There is no further good news with respect to the capital markets as the crisis in Europe continues to plague both the equity and fix income markets. The fears of another recession and protracted slow growth in the U.S. before a legitimate recovery can be seen are also playing havoc with the bank’s shares.
In addition there has been much speculation about the value and performance of the mortgage and other loan assets that Bank of America holds both on and off its balance sheet. While Bank of America insists that its disclosure are in keeping with regulatory guidelines, there is much speculation that they are actually using off balance sheet transactions to inflate the value of performing loans and to diminish the value of non-performing loans. It appears that having already paid massive fines for the Countrywide debacle is not enough and the company will continue to be punished until all of those holdings are either disposed of or are represented at fair market value in all disclosure documents. Mortgages, home equity lines of credit and their delinquencies are reported as having a delinquency rate of 5%. This figure is suspicious for several reasons, namely the classification of the loans as home equity lines of credit which appear to be secured, which in fact may not be, and how customers and the bank move money around from these credit lines an loans to place them in the performing from not performing category.
In 2011, Bank of America sold down its interest in China Construction bank so that it owns only a five percent portion. The company sold off its European and Canadian card divisions, laid off 3,500 people and re-thought its position on charging debit card customers $5 per transaction after a customer petition threatened mutiny.
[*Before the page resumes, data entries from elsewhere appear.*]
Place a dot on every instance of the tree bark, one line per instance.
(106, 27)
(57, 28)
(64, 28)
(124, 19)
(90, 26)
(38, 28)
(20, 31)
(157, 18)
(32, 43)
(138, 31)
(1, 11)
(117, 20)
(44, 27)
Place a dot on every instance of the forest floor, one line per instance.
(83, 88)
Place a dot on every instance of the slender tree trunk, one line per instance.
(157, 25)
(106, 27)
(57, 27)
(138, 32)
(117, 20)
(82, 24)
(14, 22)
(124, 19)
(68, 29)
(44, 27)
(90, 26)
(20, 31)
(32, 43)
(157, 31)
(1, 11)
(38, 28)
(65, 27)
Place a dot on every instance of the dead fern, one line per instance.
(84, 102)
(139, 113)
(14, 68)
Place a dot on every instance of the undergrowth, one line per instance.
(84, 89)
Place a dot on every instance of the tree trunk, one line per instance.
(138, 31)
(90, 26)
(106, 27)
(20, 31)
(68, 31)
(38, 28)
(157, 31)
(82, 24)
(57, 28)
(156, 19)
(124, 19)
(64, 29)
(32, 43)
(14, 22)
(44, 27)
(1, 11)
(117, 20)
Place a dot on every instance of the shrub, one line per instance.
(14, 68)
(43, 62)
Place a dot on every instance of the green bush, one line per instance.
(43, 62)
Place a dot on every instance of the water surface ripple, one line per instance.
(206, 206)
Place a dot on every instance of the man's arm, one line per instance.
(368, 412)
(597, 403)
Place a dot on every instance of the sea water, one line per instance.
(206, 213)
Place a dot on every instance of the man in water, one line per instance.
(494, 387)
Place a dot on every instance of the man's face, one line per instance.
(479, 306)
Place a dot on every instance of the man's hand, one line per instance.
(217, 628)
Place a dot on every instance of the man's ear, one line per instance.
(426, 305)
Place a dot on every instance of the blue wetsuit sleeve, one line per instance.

It has attracted new capital, put some austerity programs in place and continues to raise capital through debt and equity offerings.
Regardless of what the bank has done right, it continues to be plagued by the Countrywide acquisition, the suspicion of its treatment of loan performance and losses and the European crisis and the ongoing mess that is the North American capital markets and the slow growing, perhaps relapsing to recession, domestic economy.
It is not so much the off balance sheet activity that the shareholders should be worried about. It is more the dilution that all shareholders will continue to suffer as Bank of America continues to issue common shares, convertible preferred shares and convertible debt. It will take a very robust economy, capital markets that favour the investment in banks and banking institutions to favour the stock. While Berkshire Hathaway’s investment may be seen as a vote of confidence, keep in mind that it is receiving a 6% coupon per year, it is a long term investor and the warrants that are currently under water can always be re-priced. Unless there is some very good economic news soon, it may be time to look at Bank of America either in whole or some of its parts as an acquisition target.